木星でのヘリウム3生産が始まったものの、報道関係者からのコメントは辛らつなものばかり。血税のムダ使い、太陽系の自然破壊と。
そんな雑音のようなコメントにいちいち対応する気はなく、理沙は改良型の原子力ラムジェット機の完成と大量生産だけに注力していた。
技術的なメドがついたということで、理沙は航空機メーカーの技術者から呼ばれて打ち合わせに参加し、技術的改良点の説明を受けた。

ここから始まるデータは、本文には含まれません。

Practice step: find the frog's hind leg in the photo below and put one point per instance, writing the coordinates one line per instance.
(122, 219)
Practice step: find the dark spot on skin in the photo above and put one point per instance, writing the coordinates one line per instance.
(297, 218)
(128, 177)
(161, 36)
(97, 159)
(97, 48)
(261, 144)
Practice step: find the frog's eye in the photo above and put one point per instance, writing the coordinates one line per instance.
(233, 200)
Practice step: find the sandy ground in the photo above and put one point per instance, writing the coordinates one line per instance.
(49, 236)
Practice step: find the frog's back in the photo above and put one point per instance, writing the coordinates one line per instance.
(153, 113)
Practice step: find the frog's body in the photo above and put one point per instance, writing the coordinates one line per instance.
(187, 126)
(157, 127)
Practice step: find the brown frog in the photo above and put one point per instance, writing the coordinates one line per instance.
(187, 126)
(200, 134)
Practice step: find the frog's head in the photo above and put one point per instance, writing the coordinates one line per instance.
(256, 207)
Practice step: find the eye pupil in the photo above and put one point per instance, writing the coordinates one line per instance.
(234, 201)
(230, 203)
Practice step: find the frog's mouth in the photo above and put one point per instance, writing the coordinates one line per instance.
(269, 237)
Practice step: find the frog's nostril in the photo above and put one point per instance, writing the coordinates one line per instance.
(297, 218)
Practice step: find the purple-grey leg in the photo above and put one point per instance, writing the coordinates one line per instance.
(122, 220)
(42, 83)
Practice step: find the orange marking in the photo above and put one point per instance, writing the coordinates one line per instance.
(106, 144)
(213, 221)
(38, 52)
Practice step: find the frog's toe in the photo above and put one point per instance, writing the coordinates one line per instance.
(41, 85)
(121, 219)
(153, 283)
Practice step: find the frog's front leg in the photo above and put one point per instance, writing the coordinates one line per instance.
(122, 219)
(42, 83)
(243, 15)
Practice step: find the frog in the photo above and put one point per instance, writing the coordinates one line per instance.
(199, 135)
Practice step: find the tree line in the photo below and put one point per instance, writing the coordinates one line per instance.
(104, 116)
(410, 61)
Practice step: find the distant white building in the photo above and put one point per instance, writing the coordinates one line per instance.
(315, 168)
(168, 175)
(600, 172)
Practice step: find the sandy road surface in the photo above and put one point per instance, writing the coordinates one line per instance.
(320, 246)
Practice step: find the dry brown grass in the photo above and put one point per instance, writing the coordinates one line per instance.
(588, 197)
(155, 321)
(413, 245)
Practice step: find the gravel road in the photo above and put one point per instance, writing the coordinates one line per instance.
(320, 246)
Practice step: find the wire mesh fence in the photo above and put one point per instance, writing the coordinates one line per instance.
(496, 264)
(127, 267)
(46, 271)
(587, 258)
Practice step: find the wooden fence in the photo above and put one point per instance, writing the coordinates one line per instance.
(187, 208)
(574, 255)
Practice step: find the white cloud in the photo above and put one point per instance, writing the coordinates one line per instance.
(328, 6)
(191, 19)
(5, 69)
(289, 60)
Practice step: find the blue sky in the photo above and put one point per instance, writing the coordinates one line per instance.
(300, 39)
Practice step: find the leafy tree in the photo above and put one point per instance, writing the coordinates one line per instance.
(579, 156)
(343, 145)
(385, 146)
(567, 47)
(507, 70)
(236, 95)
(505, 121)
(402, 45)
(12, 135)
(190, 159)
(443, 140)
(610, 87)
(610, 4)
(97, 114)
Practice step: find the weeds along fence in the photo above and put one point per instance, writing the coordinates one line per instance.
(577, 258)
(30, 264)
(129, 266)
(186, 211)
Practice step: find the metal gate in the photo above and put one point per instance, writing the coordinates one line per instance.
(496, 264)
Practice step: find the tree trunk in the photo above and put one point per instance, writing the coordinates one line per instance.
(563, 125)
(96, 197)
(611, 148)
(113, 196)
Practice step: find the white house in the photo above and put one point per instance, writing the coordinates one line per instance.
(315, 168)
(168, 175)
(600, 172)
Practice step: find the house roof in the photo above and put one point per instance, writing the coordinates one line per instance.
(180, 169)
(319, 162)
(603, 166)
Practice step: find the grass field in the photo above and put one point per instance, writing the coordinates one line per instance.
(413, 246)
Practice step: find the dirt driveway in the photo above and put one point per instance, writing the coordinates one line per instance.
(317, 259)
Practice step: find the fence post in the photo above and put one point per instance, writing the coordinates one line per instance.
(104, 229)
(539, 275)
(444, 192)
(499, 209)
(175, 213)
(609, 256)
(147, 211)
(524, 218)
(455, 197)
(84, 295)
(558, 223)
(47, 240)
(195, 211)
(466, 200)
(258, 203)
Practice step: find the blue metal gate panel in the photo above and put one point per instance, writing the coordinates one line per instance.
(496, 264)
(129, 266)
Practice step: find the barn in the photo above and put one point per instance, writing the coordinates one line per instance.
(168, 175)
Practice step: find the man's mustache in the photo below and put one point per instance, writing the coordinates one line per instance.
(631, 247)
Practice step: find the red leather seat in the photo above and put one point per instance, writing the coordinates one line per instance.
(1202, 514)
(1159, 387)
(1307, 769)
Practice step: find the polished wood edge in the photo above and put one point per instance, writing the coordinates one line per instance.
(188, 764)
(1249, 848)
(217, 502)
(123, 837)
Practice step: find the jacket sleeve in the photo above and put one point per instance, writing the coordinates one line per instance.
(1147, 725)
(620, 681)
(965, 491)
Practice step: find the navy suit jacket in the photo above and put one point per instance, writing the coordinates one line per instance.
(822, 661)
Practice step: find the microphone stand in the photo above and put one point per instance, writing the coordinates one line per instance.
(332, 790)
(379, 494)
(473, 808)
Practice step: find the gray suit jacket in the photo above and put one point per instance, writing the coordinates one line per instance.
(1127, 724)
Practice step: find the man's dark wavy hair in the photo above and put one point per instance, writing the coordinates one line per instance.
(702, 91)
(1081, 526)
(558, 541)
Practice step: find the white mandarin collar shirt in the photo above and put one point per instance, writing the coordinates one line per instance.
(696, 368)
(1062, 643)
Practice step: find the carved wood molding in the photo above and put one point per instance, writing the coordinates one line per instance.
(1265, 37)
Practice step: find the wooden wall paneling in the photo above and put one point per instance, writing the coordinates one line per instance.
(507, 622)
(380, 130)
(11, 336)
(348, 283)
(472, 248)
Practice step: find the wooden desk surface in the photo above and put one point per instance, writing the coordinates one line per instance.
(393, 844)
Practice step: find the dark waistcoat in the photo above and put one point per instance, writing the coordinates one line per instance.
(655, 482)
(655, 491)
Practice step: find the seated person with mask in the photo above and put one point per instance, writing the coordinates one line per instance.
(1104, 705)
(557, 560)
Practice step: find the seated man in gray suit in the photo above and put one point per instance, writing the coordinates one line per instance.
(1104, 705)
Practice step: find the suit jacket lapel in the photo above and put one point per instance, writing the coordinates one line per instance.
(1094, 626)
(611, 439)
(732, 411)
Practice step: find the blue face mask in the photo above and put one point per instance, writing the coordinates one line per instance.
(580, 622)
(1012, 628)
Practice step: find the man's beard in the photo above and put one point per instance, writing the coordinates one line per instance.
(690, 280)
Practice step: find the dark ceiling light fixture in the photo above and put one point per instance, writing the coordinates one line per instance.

太陽/地球L3で建設中の自動化プラントでの大量生産も考慮した、船体構造の簡素化、苛酷な木星環境に対応するための基幹素材の改善等、
準備は既に完了し、近々に生産プロトタイプが完成するとのこと。噂では社内的には金食い虫と言われ背水の陣だということは聞いていたが、
理沙は本部内の反対論者を説き伏せ、技術者たちが必ず実現してくれると信じ、報道関係者からは完全隔離した。
木星の生産プラントCでは、3カ月間のプラント稼働の結果、最初の製品出荷が可能な状態になった。
ヘリウム3と水素のタンクモジュールを多数連結した輸送船は、作業プラットフォームAに向けて出発。実績は着々と積みあがっていった。